O(a) missionário(a) é aquele(a) que goza da proteção do Senhor: “até os cabelos de vossa cabeça estão todos contados” (v. 30). É uma testemunha (v. 32), aquele(a) que ama o Senhor acima de todas as coisas e com todas as forças (v. 37) e nada antepõe a esse amor divino, por isso torna-se um outro Cristo: “Quem vos recebe, a mim recebe. E quem me recebe, recebe aquele que me enviou” (v. 40). Sua dignidade é comparada por Jesus a dos profetas (v. 41), que eram considerados não apenas mensageiros, mas aqueles que tinham intimidade com Deus, e também com justos, que em outras palavras, aqueles que experimentavam a santidade de Deus, uma vez justificado pela graça. Todos sabemos que, como batizados, mergulhados na vida da Trindade, compartilhamos da tríplice missão de Jesus sacerdote, profeta e rei.
É curioso e interessante o fato de Santa Teresinha do Menino Jesus ter sido declarada padroeira mundial das missões pelo Papa Pio IX em 1927, ao lado de São Francisco Xavier, o grande “Gigante do Oriente”. Dos 15 anos, quando ingressou na vida carmelita, até sua morte aos 24, nunca saiu da clausura e, mesmo assim, ofereceu-se a Jesus em prol dos sacerdotes e missionários. Lembra as sábias palavras poéticas de Dom Helder Câmara:
Missão é partir, caminhar, sair de si. É quebrar as crostas do egoísmo que nos fecha no nosso eu! Missão é parar de dar voltas ao redor de nós mesmos como se fôssemos o centro do mundo e da vida. Missão é não deixar se bloquear nos problemas do pequeno mundo a que pertencemos. A Humanidade é maior. Missão é sempre partir, mas não devorar quilômetros. É sobretudo abrir-se aos outros como irmãos, descobri-los e encontrá-los. E se para descobri-los e amá-los é necessário atravessar os mares e voar pelos céus, então, missão é partir até aos confins do mundo!
A própria palavra católica, usada pela primeira vez em Roma no século II por Inácio de Antioquia, quer dizer “universal”, isto já implica missionariedade. Na expressão do Credo, afirma-se acreditar na catolicidade desta Igreja.
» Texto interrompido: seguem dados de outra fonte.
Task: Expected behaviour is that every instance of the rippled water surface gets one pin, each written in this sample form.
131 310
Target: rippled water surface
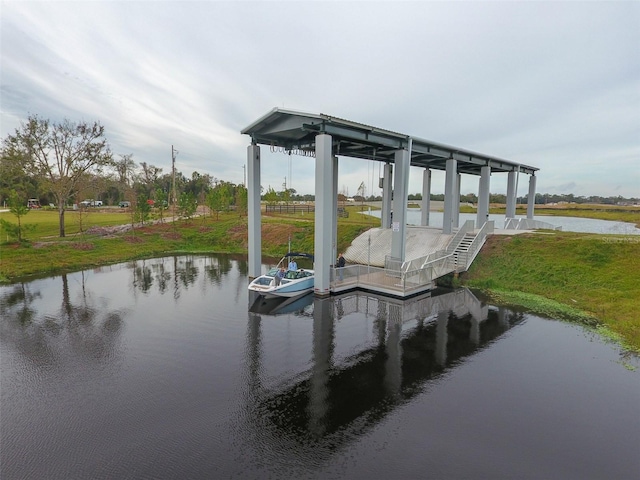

Isso implica obedecer a vocação de ser sal da terra e luz do mundo (cf. Mt 5,13). Por esse motivo, toda vocação ou atividade missionária culmina na salvação da humanidade. A missão parte da Trindade, o Pai cria, o Filho salva e o Espírito santifica; temos aqui o amante, o amado e o amor. Então, a maior missão dos cristãos é serem no mundo uma presença de caridade. Em resumo, a espiritualidade missionária é a do serviço e desse amor oblativo, tendo em vista Aquele que “a si mesmo se aniquilou tomando a forma de servo” (Fl 2,7), ou seja, “a obediência é a virtude peculiar do ministro de Cristo que, pela Sua obediência, redimiu o gênero humano” (Decreto Ad Gentes, 24).